Globally, the survey found the following:
- Four in 10 children surveyed (ages 8 to 17) say they have experienced what adults might consider online bullying.
- Twenty-four percent of children surveyed say they have done something parents would consider online bullying.
- Five percent of parents engage with their children’s school about online bullying, according to the children surveyed.
“Kids need to know that they can turn to a trusted adult, such as a parent, caregiver or teacher, who will talk to them about all kinds of online safety concerns,” said Jacqueline Beauchere, director, Trustworthy Computing for Microsoft.
In conjunction with the survey results, Microsoft is also releasing two additional resources:
Stand Up To Online Bullying Quiz - This interactive online quiz can be easily downloaded onto an organization’s or school’s website as a teaching tool.
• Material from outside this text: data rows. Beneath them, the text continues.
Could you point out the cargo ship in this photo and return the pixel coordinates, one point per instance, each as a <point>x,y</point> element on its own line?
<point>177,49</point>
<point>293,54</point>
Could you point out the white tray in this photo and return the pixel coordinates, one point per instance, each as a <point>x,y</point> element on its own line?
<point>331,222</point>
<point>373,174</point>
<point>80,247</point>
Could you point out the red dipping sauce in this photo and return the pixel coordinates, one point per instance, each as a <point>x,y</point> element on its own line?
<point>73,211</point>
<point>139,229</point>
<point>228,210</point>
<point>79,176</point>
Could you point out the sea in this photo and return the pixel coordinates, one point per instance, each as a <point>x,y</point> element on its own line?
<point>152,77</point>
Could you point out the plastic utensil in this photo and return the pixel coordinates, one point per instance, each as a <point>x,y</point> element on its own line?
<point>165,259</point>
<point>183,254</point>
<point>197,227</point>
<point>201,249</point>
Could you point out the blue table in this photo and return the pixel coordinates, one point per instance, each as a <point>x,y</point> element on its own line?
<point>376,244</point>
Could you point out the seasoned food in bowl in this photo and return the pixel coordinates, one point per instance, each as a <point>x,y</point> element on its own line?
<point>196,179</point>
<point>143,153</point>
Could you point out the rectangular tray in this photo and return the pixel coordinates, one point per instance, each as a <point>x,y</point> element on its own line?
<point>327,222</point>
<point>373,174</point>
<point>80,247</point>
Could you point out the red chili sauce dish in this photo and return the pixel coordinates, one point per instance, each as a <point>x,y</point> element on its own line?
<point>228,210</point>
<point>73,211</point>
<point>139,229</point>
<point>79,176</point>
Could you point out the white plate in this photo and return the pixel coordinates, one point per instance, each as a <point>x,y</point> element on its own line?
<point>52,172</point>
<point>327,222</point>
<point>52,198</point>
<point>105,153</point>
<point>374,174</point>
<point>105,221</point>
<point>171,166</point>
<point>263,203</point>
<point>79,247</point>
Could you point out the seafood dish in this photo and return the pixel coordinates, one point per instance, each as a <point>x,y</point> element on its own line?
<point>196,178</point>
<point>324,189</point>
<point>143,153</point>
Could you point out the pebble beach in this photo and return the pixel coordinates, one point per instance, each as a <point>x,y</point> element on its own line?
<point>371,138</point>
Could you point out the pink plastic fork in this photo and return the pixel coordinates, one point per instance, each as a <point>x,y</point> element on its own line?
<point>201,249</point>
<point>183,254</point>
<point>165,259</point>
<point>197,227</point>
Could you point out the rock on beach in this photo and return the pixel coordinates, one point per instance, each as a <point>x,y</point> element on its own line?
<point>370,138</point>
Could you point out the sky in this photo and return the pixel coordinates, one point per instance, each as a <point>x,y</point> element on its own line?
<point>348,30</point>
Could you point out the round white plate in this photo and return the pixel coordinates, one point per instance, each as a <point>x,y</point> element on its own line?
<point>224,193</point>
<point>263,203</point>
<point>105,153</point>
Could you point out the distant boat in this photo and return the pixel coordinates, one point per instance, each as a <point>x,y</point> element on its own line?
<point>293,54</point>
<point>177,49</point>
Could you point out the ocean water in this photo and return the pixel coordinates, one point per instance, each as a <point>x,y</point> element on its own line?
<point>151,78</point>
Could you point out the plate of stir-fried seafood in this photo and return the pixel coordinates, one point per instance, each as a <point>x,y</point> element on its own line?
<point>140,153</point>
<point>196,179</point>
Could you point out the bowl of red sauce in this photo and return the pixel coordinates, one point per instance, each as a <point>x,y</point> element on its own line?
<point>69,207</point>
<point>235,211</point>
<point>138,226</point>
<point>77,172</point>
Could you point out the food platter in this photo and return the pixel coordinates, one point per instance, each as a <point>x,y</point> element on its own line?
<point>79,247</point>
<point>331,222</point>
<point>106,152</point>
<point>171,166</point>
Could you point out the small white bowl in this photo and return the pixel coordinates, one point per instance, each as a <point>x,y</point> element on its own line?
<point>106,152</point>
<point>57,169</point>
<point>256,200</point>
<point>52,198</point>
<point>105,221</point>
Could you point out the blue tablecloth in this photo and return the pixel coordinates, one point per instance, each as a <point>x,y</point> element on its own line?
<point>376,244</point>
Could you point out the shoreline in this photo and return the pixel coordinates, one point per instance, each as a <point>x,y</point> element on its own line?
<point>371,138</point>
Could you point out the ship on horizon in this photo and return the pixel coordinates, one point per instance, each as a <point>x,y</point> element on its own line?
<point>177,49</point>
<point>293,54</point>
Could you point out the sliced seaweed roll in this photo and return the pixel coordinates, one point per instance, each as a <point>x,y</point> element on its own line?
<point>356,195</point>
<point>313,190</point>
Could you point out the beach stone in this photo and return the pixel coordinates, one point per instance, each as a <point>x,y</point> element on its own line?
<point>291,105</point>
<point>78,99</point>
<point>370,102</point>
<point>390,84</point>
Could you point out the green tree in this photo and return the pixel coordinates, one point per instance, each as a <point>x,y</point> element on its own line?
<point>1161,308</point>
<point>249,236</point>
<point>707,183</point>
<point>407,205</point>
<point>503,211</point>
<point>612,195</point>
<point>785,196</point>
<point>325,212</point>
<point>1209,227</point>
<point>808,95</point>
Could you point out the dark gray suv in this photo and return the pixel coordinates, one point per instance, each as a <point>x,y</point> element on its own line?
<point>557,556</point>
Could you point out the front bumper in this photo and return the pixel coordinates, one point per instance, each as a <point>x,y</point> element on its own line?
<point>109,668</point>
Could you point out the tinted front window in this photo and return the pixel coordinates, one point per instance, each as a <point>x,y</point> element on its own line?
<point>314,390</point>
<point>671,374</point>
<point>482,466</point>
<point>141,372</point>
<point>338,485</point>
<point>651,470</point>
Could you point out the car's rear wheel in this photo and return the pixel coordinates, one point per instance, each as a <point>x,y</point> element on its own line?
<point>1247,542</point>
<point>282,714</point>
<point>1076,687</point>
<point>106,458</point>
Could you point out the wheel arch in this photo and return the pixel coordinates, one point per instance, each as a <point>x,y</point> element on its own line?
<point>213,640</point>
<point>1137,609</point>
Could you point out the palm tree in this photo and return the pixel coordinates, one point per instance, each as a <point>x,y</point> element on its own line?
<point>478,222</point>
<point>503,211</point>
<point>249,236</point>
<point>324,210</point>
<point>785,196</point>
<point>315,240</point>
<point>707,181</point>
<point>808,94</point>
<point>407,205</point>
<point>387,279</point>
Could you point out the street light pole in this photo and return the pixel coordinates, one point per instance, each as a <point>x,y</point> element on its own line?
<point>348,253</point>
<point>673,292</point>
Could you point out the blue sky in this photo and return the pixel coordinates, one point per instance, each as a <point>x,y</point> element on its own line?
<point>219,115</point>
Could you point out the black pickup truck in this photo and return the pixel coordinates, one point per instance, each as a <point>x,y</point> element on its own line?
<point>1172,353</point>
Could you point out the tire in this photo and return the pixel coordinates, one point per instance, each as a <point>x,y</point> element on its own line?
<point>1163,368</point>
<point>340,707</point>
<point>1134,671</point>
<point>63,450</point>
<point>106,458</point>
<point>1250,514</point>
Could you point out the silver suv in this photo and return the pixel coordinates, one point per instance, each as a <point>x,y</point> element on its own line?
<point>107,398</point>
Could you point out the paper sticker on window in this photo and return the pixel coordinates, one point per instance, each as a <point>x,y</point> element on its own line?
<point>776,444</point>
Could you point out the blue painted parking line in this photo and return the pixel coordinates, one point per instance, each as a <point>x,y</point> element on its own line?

It is designed to walk adults through a series of scenarios in which, upon answering, the quiz delivers immediate guidance on how to talk about, identify and respond to the range of online behaviors from online meanness to bullying and beyond.
Digital Citizenship in Action Toolkit. Kids mirror adult behavior — the good, the bad and the ugly. This interactive educational guide helps teach users how to foster responsible use of technology in today’s digital world.